I specialise in botanical casting, an art form that involves pressing plants into clay and creating a plaster cast of the resulting impression.
This technique captures the intricate details of the plants, translating their ephemeral beauty into low-relief artworks. I was originally a museum conservator, having worked at the National Museum of Ireland, the National Trust in the UK and for various award-winning historic houses and museums in Ireland. However, I always wanted to do something creative and I’ve always loved plants and flowers. My mother tells me that when I was a toddler she brought me into a shoe shop as she needed new shoes. When she left she looked down and saw that I too had new shoes. I had helped myself to new sandals with big yellow sunflowers stuck to the front. I was quickly marched back in! Conservation is a creative science, but it requires you to be invisible, whereas I wanted to make my mark.
I set up my studio, Studio Scim, in a converted 18th century grain store in the Wicklow countryside where I also grow plants for use in my work.
I create stand-alone artworks that seek to capture the beauty of the natural world. Innovation is at the heart of my practice so I have also developed a line of products that include candles, window and furniture panels, soap and edibles such as chocolate and fondant. I am currently partnering with a soap maker and an internationally renowned patisserie artist to bring these products into the mainstream. That has been hugely rewarding professionally. I also enjoy sharing my work through teaching. I find it is always a two-way street in terms of learning and, equally importantly, it’s great fun. Being an artist can be a lonely furrow to plough so having students who come and go has been a very enjoyable experience.
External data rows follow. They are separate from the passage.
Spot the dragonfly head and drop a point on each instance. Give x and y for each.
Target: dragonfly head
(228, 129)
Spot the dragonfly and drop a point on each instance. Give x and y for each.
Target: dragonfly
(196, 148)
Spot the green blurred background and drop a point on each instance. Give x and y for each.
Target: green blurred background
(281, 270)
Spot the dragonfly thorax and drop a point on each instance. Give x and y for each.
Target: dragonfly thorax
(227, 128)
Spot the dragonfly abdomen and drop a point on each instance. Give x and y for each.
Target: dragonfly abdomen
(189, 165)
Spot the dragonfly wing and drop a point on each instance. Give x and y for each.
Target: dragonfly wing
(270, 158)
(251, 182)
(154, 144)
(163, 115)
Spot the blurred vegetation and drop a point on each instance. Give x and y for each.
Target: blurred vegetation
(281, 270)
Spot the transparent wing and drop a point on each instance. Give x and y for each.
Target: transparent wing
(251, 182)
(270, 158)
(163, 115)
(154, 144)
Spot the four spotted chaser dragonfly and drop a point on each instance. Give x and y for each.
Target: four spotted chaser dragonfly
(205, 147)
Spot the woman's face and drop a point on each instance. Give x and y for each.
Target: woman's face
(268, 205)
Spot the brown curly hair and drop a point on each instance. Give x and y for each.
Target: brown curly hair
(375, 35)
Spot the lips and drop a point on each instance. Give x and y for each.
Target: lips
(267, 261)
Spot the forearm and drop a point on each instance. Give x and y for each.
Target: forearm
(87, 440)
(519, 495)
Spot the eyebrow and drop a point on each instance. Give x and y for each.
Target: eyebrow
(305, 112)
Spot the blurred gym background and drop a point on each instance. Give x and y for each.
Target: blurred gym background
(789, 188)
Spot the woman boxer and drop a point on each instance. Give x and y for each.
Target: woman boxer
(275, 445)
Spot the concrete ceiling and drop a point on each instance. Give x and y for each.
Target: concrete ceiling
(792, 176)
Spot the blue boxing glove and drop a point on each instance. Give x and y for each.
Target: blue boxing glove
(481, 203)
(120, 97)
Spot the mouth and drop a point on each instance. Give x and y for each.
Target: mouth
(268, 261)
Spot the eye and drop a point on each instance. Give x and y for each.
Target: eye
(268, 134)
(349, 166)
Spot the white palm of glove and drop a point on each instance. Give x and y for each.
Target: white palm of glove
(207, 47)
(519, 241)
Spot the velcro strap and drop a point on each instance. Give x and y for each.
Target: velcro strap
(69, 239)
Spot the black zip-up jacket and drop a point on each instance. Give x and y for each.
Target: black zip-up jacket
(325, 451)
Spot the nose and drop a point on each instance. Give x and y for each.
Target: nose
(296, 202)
I was commissioned to make a floor-to-ceiling botanical feature wall and fireplace surround for Jo Malone of London’s flagship store in the fashionable Le Marais district of Paris.
It was such an exciting commission from both a technical and artistic point of view as it pushed the boundaries of what was possible in the art form. I took a leap of faith and thankfully, so did the Jo Malone design team. We used plants from their iconic perfume range to create the pieces, some of which I grew myself and others that were cut for me from the extensive herbaceous borders of Killruddery House, which is close to my studio. Landing such a commission was quite an amazing experience. They saw my work on the internet, asked for samples and loved it. It was hugely affirmative for me as an artist as I am entirely self-taught.
I would like to work with other interior designers and architects to execute large scale pieces such as external botanical door surrounds, recessed friezes in entrance vestibules or wrap-around botanical shower walls.
When you work with teams that have a great depth of experience and professionalism, projects that would otherwise seem like ambitious pipedreams suddenly become reality.
If I have any single mission, I suppose, it is to cure native plant blindness one piece of art at a time and chip away at the mindset that can conceive of any plant being a ‘weed’.
I live and work in Wicklow, the Garden County, so named because simply stepping out into the countryside is like entering the garden of Eden. From the coast, through the wooded valleys and to the mountains, it teems with delicate cow parsley, lush ferns, foxgloves the colour of amethysts and gorse that smells so exotically of coconut, teasel, herb robert, blackberries, bluebells… I could go on and on.
Love your wildflowers and let them prosper!
They’ll reward you with beauty, bounty and all manner of fascinating little creepy crawlies. I remember the great fun we had as children finding ragweed crawling en masse with black and yellow caterpillars and staring at them for what seemed like hours. I’d hate to think of children missing out on that today.